I agree completely. Bring on the cores, and a distributed app / OS model! Linus is IMHO too steeped in existing software architecture - eg. monolithic apps and kernels. Once you break them up into little minute bits of code, that all call each other, you open up more spaces for effective multi-processing.
Linux typically scales out better than any other OS but FreeBSD (unless that's changed very recently), and they have done a lot of work in the past, and will continue into the future, for better performance in parallel and concurrent programs. In general, the Unix way of doing work is to call other processes, and outside of the history-repeating Systemd, it's alive and well.
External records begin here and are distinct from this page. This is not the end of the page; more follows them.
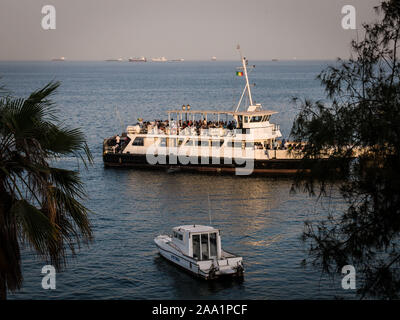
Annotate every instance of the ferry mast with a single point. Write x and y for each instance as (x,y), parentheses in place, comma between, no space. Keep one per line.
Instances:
(247,87)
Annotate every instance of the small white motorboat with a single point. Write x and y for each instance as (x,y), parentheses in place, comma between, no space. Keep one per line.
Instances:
(197,249)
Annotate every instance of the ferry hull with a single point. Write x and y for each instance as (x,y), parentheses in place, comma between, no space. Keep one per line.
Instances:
(278,167)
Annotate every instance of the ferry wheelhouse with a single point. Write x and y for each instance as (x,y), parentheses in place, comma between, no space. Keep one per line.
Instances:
(241,142)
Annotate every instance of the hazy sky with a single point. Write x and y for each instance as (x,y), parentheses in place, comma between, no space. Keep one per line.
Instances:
(194,30)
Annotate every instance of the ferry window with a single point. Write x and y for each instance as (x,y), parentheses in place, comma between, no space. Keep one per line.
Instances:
(217,143)
(237,144)
(240,121)
(234,144)
(196,246)
(213,244)
(204,247)
(139,141)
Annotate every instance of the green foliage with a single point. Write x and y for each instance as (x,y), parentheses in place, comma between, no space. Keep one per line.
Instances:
(359,132)
(39,203)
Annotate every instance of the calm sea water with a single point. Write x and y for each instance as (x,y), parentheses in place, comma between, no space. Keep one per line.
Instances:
(258,217)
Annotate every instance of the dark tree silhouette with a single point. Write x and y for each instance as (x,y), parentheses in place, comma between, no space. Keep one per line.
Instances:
(358,129)
(39,203)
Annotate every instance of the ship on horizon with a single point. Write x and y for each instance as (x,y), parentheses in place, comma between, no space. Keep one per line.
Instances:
(58,59)
(139,59)
(160,59)
(115,60)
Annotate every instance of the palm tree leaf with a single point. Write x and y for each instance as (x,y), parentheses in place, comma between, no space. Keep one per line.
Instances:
(35,227)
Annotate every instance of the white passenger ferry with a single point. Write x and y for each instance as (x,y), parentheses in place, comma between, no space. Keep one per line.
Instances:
(197,249)
(241,142)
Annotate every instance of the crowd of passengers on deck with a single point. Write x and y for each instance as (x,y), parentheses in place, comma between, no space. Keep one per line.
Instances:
(163,126)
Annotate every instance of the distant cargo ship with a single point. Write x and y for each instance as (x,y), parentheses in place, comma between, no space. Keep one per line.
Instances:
(116,60)
(161,59)
(141,59)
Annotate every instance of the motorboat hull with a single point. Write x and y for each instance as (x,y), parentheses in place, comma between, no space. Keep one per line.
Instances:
(208,269)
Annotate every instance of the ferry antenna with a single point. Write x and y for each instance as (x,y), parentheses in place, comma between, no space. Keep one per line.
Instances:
(244,66)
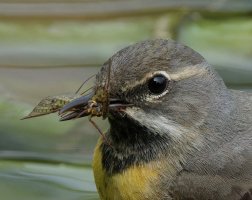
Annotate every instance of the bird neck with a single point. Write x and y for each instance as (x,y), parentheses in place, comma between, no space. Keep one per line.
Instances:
(130,145)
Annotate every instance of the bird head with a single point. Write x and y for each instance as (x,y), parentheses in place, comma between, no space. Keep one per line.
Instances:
(155,89)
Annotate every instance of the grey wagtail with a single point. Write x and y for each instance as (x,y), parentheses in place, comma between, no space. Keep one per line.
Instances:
(176,131)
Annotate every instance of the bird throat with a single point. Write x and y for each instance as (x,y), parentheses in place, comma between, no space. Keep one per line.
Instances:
(131,145)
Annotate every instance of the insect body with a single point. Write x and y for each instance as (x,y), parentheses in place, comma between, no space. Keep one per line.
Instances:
(51,104)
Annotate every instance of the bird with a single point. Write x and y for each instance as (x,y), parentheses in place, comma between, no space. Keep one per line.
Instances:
(176,132)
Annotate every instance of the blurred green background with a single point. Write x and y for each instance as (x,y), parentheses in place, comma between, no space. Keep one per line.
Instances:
(50,47)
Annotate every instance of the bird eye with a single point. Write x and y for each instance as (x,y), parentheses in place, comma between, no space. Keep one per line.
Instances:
(157,84)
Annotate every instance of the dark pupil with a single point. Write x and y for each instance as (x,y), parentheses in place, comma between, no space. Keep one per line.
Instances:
(157,84)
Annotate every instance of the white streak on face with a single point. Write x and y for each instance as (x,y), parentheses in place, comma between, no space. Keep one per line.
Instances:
(188,72)
(157,124)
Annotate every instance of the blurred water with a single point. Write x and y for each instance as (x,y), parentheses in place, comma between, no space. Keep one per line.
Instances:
(41,181)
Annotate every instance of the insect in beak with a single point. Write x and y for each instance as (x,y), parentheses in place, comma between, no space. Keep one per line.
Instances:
(77,104)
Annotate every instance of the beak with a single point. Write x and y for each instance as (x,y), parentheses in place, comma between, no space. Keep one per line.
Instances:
(78,107)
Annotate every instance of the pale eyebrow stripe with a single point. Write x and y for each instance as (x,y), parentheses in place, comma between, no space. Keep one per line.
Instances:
(185,73)
(188,72)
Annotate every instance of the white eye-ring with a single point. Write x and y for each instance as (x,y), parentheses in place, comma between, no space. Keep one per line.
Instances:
(158,85)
It's also not new. Doing it for higher throughput with SMP is new, but doing it for saner software development, and to make use of the OS for concurrency, is old. What is new is remaking software with the mainframe mindset, but with modern commodity software and hardware, and that everything is more efficient by using a single service/runtime. Windows can't help it, to a degree, but userland on Linux is, by and large, repeating history for being ignorant of it.
Monolithic v. micro really has nothing to do with your end result, so long as it works (though a microkernel OS has no place in a general purpose computer, due to IPC issues that have yet to be resolved in a suitable fashion). Different tasks have different scheduling needs, and may have different programs and libraries to make use of. Sometimes, a pipe is as easy and good as anything else (if it can work, it's usually the easiest way). Sometimes, it can't be used. Sometimes, it's too slow. And so on. A single C/C++ program managing its own memory and scheduling will generally be the hardest way to do any particular job, but sometimes it might be the best or only way (depending on libraries available, it could actually be the easy, however; such as building a GUI-based program with Qt). And sometimes, it either can't be done, or will take enough time/money to not be worth doing.
Game engines have tens of millions, some more, to go into development, in the knowledge or hope that it will be licensed to make up that cost, so anything that may provide tangible performance benefits will be worth it. Plenty of software is built on a much smaller scale, or with little benefit to massive rewriting.
If you're building new software, and there are places to make it scale out, even on a single PC, it would be stupid not to at least build in provisions for doing so, even if you leave the work of doing it for a later date. Not doing so will put you in a place like Firefox: able to use multiple cores somewhat, because of hacking some concurrency on, but when being slow, it's always that main one blocking the rest. But, even then, your program might not need it enough to be worth doing the work to actually make it scale out.